Memet Ali Alabora,  Yeni Şafak Gazetesi’nde yayınlanan ve kendisini itham eden haberlere istinaden 21 Haziran 2013 günü bir açıklama daha yayınladı.

Alabora’nın son açıklaması şöyle:

“YENİ ŞAFAK GAZETESİ’Nİ SORUMLU GAZETECİLİĞE DAVET EDİYORUM!

Yeni Şafak Gazetesi, 10 Haziran 2013 günü yönetmiş ve başrolünü oynamış olduğum “Mi Minör” oyununu, “Bu ne tesadüf” başlığı ile, Gezi Olayları’nın provasını yapmakla ilişkilendirerek akla mantığa sığmayacak bir komplo teorisi ortaya atmıştı. Haberin yayınlandığı gün bir basın toplantısı ile iddiaları yalanlayarak Yeni Şafak Gazetesi’ne de isterlerse benimle bağlantıya geçebileceklerini belirtmiştim. Avukatım konu ile ilgili hukuki süreci de başlatmıştı.

Yeni Şafak Gazetesi bugün birinci sayfadan “Mi Minör’den Önce Londra ve Mısır Turu” başlığı ve asılsız iddialarla beni bir planın parçası gibi göstermeye çalışmıştır. Yeni Şafak’ın iddialarını tek tek ayrıntıları ile yalanlamadan önce, kendilerini sorumlu gazeteciliğe davet ettiğimi vurgulamak isterim. Ben gazetecilerin rahatlıkla ulaşabildikleri, aynı zamanda profesyonel bir iletişim ajansıyla çalışan bir oyuncuyum. Yeni Şafak Gazetesi “haberde dürüstlük-nesnellik” ilkesini benimsiyorsa söz konusu iddiaları yayınlamadan önce benim görüşümü de almalıydı.

Gazete öncelikle ön sayfadaki haber metninde “… Mi Minör oyunuyla olayların provasını yaptığı ortaya çıkan Memet Ali Alabora…” diye bir ibare kullanarak okuyucuyu sanki böyle bir olgu varmış gibi yönlendirmektedir. Benzer bir cümle haberin iç sayfalarda yer alan devam metninde ise “iddia edilmişti” şeklinde kullanılmıştır. İlk olarak şunu belirtmek gerekir ki “ortaya çıkan” hiçbir şey yoktur, bu tamamen Yeni Şafak Gazetesi’nin aklı, mantığı zorlayan iddiasıdır.

Gazete 2011 ve 2012 yıllarında yakın arkadaşlarım ve eşimle yaptığım tatil amaçlı bir haftalık Mısır seyahatlerimi ve en son Mart 2012’de yapmış olduğum Londra seyahatimi hiçbir dayanak göstermeden Gezi Olayları ile ilişkilendirecek şekilde haberleştirmiştir.
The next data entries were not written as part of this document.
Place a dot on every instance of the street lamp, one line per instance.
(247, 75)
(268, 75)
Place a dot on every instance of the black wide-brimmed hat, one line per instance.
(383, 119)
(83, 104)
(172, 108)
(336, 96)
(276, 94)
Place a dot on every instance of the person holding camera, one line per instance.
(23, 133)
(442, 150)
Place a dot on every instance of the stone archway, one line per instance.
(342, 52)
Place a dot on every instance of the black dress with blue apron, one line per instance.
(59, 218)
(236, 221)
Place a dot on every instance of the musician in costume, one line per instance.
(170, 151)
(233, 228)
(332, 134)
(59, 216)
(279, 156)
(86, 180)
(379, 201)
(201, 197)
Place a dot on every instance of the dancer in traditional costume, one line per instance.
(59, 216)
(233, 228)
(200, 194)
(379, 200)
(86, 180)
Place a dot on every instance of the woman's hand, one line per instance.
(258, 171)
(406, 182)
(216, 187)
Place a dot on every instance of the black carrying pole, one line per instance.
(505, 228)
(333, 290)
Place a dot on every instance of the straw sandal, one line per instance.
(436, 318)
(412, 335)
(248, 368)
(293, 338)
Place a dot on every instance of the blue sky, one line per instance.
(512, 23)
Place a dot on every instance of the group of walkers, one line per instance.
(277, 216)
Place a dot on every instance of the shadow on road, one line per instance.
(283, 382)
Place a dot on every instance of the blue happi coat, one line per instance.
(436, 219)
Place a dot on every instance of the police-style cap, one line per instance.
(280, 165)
Bilindiği gibi Kızıldeniz deniz turizmi açısından dünyanın sayılı yerlerinden biridir. Kızıldeniz’in ortasında hiçbir kara parçası olmayan mercan kayalıklarının oluşturduğu “dolphin riff” adı verilen bölgeye Marsa Alam şehrinden turlar düzenlenmektedir. Ben de geçtiğimiz iki yaz bu vesile ile Marsa Alam’a giderek yol hariç tüm zamanımı denizin ortasında bir teknede geçirerek “Seafari” isimli firmanın düzenlediği turlara katıldım.

İki Mısır seyahatim boyunca da havalimanı ve “Seafari” çalışanları ve kara yolu sırasında durakladığımız yerlerdeki esnaf dışında hiç kimseyle görüşmedim.
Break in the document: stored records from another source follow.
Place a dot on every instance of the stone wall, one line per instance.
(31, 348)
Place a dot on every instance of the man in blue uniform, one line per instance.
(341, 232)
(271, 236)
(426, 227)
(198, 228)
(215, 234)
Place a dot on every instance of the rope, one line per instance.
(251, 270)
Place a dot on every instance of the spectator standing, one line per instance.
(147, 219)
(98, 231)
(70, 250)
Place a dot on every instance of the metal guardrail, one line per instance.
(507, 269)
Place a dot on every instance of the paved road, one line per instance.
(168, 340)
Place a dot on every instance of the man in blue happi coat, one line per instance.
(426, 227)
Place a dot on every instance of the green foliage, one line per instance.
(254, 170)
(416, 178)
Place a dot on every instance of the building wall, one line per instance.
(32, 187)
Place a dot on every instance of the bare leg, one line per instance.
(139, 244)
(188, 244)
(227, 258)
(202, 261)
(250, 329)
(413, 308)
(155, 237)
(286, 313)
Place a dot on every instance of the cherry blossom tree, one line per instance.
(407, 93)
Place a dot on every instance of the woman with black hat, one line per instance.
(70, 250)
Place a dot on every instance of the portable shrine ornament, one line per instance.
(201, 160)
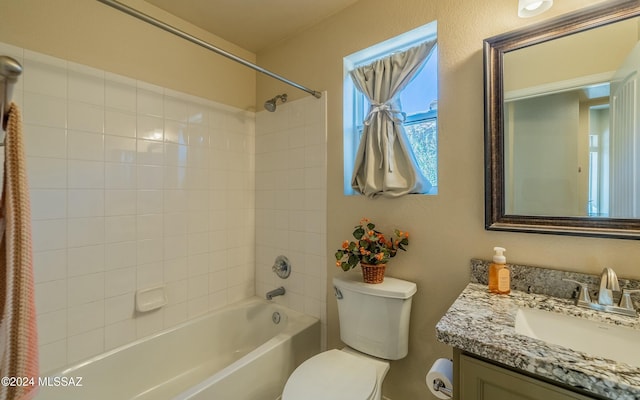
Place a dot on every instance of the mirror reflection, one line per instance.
(571, 109)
Yeni Şafak Gazetesi aynı haberde “Gezi Eylemleri’nden 3 ay önce de Londra’da görüşmeler yaptığımı” iddia etmiş. Londra’ya en son Yeni Şafak Gazetesi’nin iddia ettiği gibi Gezi Parkı Olayları’ndan 3 ay önce değil, 14 ay önce gittim. Londra’ya en son 29 Şubat – 17 Mart 2012 tarihleri arasında eşimin Londra’da başrolünü oynadığı, hakkında The Times, The Telegraph, The Guardian gibi önde gelen gazetelerde olumlu eleştiri yazıları yayınlanan, İngiltere’nin yaşayan en ünlü oyun yazarlarından David Edgar’ın“Pentecost” isimli oyunu vesilesiyle ona destek olmak için gittim. Londra’da bulunduğum süre içinde Turkmax’ta yayınlanan “Heberler” programının kendime ait bölümlerini de oradan gerçekleştirdim. O zamandan beri de İngiltere’ye hiç gitmedim.
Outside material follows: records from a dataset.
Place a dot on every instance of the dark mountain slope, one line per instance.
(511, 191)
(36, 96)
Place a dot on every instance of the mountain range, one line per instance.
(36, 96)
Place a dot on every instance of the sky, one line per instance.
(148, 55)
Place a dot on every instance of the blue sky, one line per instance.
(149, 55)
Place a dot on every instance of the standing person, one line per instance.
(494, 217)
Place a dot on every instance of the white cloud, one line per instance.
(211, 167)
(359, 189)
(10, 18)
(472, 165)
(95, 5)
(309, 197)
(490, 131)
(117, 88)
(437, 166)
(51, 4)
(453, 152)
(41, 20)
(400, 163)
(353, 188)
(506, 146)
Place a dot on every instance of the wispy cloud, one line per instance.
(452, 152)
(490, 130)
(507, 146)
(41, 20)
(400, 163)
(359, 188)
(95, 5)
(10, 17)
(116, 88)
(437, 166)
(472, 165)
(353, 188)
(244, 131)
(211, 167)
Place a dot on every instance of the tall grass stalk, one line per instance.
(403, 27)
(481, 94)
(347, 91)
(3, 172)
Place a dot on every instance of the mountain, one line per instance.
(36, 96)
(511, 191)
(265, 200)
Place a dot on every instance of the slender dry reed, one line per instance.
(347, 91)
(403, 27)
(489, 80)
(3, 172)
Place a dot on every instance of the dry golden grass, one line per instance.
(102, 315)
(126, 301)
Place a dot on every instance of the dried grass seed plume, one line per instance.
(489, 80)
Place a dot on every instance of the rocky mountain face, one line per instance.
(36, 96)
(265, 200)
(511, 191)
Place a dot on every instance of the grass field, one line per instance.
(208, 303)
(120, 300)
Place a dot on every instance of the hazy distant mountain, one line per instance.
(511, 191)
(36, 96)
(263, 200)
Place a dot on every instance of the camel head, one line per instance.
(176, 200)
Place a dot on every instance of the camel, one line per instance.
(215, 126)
Yeni Şafak Gazetesi’nin hakkımda yapmaya devam ettiği asılsız haberlerle ilgili hukuki yolları avukatımın kullanacağını belirtir, kendilerinden ülkemizin içinde bulunduğu bu hassas dönemde okuyucularını kışkırtıcı ve şahsımı hedef gösteren haberler yapmamalarını, gazetecilik etik ilkelerine bağlı kalmalarını rica ederim.”